My 4 year old son was diagnosed with autism at 2 1/2.

Up until 2 1/2 it appeared to me that my son was developing "normal". he crawled at 6 months sat up at 5months and walked at 8 months old totally unassisted. he was talking and

singing and all those thing at around 16 months. He ate pretty much anything i put in front of him. he enjoyed playing with blocks and cars and loved digging in the dirt. He also loved climbing and this became harder and harder to control. He then started to become violent towards other children and wouldn't listen or even look at me.

Over a span of 6 weeks Hunter regressed so quickly and dramatically that he went back to like having an 8 month old son again. he stopped talking which he had been at an appropriate level for his age. he would not go in any other room than our lounge room and he would do circles around the room all day and if i picked him up he would kick and scream till i put him back down and he'd start the circles again.
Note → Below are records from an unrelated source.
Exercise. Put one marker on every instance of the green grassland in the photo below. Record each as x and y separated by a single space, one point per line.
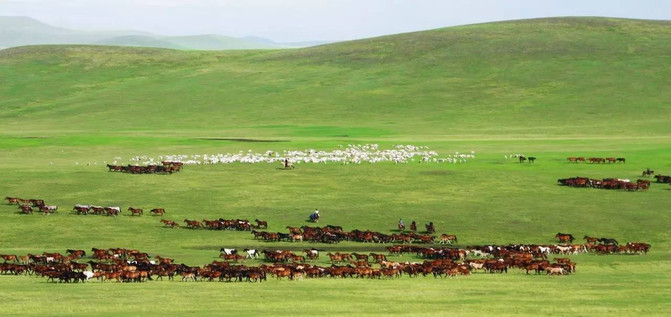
550 88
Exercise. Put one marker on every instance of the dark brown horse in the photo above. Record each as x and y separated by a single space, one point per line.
261 223
157 211
564 237
135 211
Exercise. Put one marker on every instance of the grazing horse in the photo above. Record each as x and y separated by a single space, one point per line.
26 209
590 239
554 270
193 224
648 172
113 211
157 211
135 211
608 241
12 200
8 257
261 223
169 223
447 238
564 237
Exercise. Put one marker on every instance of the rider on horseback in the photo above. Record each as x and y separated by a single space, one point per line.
314 216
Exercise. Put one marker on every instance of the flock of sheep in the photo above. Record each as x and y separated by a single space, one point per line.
350 154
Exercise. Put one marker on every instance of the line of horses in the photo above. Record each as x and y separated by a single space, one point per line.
167 167
81 209
335 234
26 205
596 160
606 183
219 224
124 265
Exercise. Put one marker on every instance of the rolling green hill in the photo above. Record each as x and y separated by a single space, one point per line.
548 88
20 31
533 78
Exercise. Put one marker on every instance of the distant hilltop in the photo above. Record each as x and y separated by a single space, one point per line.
20 31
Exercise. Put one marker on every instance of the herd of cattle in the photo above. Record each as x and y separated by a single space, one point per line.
606 183
596 160
599 245
219 224
167 167
26 206
335 234
124 265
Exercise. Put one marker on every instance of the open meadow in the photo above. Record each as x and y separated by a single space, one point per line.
548 88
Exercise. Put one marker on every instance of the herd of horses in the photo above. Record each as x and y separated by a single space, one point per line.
596 160
600 245
127 265
26 205
218 224
606 183
335 234
167 167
This got so extreme that me and my partner had to sleep in the lounge room with him. he would wake in the middle of the night screaming and staring at the wall and this would last about 3 hours every night i didnt know how to stop it at the time. He then developed a fear of water and i could not shower him or bath him just had to wash him with a cloth. He would not eat anything more because he was to wrapped up in his own little world to concentrate long enough. I fed him bottles of milk with child pentavite in it so at least i knew he was getting something.
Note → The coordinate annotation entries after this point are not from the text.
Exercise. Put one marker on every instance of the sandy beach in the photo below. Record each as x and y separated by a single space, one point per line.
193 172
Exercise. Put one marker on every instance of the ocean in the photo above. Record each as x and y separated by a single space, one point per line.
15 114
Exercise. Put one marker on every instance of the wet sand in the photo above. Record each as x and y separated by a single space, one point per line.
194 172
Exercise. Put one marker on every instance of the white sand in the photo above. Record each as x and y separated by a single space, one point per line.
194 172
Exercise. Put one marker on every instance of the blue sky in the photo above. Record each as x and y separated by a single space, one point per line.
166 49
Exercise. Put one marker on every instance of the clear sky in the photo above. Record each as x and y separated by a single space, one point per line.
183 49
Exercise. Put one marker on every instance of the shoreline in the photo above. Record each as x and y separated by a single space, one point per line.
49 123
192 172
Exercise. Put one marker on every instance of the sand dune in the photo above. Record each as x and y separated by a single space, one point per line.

I went to my GP because i knew that this wasn't the same boy i had 6 weeks ago. I would have taken him sooner but i guess i didn't want to admit that there could be something seriously wrong with my son as i have a disabled sister and have seen how hard life was for her and my parents. But when i went to my doctor we both admitted that something needed to be looked at so he set up an appointment for me with a paediatric neurologist at the Johns Hunter hospital and we spent three days there doing scans and x-rays to rule out tumor, epilepsy and damage done by a fall or bump ( which i knew hadn't happened). After the three days he sat me down and told me he was going with his initial thought and diagnosed Hunter with autism . I was stunned. I had always had a thought in the back of my mind that because of my sister being disabled that maybe one of my kids may have something wrong with them which i was ready to cope with with each of my chldren but Hunter seemed to develop so normal and to watch this happen broke my heart. I could see the frustration in his eyes sometimes when i knew he wanted something but he couldnt tell me. My poor partner Jason was in denial and was terrified that it was worse than what it was.

But i think because i have a sister who is disable i knew exactly what to do to get everything he needed as in speech therapy and occupational therapy and schooling. I contacted my local early intervention centre and had him assessed and enrolled so he could start the following february.
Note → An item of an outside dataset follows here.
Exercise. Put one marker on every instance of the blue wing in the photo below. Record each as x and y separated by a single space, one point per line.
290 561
He started some speech therapy and i did my own at home. me and my partner would pull him out of his own little world and play repetative games with him until one day he approached us and wanted to play. From that day he has spoken ( and sometimes does not stop) He is more alert and he eats everything imaginable again. His talking has come  a long way since then and he is on track to going to a main stream school in 2010.

I know im not the only one out there that has had an experience like this but i guess by sharing it others will know they are not alone.

It comes as a huge shock to the system and is devastating but my son has a sense of humor is happy and enjoys life.